Martin Luther King declared that a riot is the language of the unheard. I don't think he meant this particular RIOTT but it’s good to see the Lancet paper on injectable heroin in the UK finally make it into print given the rather hasty pre-publication presentation at press conference in September 2009. This post is a follow up to 'I predict a RIOTT' I blogged back when the NAOMI study in Canada was published in the NEJM.
One of the biggest concerns I personally have had with injectable methadone therapy is the sheer difficulty in dislodging people once they are on methadone ampoules. And this is an issue that critics will highlight - where do we go with patients on injectables? It’s not clear if users will successfully engage with further services and perhaps move on to oral therapy or detoxification. We, and they, may have no further aspirations beyond this uber-harm reduction approach but I'd like to see some longer term outcomes, extending beyond the very limited 26 weeks in RIOTT, for people who are being given injectable heroin.
One can argue that this first dig at the RIOTT study isn’t particularly revelatory and the primary outcome (50% or more negative specimens for street heroin) is predictable. It is useful to see this measured objectively and it reduces the clear and obvious problems with self-reporting in a trial of injectable heroin. Again, critics could argue that it is a self-fulfilling study and as the authors comment there are already 5 randomised trials with over 1000 patients that showed similar reductions in illicit drug use. The study demonstrates that by giving people safe and pure heroin for free they use much less illicit street heroin with all its impurities. Surprise, surprise, many will say.
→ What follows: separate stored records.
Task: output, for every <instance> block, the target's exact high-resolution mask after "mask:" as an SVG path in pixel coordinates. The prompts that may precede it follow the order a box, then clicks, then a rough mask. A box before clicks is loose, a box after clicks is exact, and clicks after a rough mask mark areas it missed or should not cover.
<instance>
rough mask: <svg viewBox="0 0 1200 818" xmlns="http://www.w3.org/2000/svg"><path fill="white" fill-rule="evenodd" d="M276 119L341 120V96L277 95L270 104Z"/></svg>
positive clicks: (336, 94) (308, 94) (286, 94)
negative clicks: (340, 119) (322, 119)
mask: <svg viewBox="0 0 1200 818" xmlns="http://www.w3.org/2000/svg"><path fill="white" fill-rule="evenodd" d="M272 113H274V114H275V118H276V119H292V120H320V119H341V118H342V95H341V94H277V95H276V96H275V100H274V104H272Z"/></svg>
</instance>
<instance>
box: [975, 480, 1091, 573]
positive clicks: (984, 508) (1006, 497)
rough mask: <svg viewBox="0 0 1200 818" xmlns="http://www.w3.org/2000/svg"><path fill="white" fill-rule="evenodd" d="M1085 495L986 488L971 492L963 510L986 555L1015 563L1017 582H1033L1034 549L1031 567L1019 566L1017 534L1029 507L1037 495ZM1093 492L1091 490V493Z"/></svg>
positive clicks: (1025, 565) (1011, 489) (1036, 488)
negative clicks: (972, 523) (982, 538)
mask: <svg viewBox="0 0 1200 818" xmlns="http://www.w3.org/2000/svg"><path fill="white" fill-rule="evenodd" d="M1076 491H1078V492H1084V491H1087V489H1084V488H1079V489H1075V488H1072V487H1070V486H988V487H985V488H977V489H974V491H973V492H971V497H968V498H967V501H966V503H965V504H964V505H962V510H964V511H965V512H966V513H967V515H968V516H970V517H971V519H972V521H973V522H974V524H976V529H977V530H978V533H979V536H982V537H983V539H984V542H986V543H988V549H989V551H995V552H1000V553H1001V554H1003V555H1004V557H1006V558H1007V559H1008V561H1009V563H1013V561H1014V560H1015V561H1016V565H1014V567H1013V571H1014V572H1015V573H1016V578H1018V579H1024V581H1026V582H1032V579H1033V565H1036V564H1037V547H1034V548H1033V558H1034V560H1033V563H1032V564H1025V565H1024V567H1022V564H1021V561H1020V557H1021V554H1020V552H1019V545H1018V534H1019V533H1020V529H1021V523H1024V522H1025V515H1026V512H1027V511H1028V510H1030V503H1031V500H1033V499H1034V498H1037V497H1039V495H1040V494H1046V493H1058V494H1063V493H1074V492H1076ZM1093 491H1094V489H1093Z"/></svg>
I feel that the secondary outcomes are going to be more crucial to convince a wider audience that extends beyond harm-reductionistas and, more importantly, appeals to commissioners. These outcomes are yet to be reported and include use of other illicit drugs, injecting practices, psychosocial and general health, crime and cost-effectiveness.
Cost-effectiveness is crucial and the future provision of IV heroin in the UK hinges around this issue. It's not one that will be easily ducked in an austere climate of treatment rationalisation. There are quite serious adverse effects with injectable heroin – RIOTT recorded 2 overdoses requiring resuscitation, though not hospitalisation, and a number of overdoses and seizures were recorded in the NAOMI study in Canada. These mean that decent, therefore expensive, clinical facilities and staffing will be required over and above current practice in many areas.
Injectable heroin is a worthy, evidence-based aspiration and there is a strong moral argument to provide this as a second-line treatment. However, the financial outlook may foster a more brutal approach. We may face some very tough choices when fighting for services in the future. We might do better to draw up and circle the wagons to defend our core treatment services and in particular to protect harm reduction services from future cuts. If we can't even provide key services such as needle exchanges we need to have a long hard think before advocating injectable heroin clinics without compelling cost-benefit data. However, if we deny this treatment to people we have to be certain it is not because they are simply the ‘unheard’ and it is politically convenient to be deaf to their plight.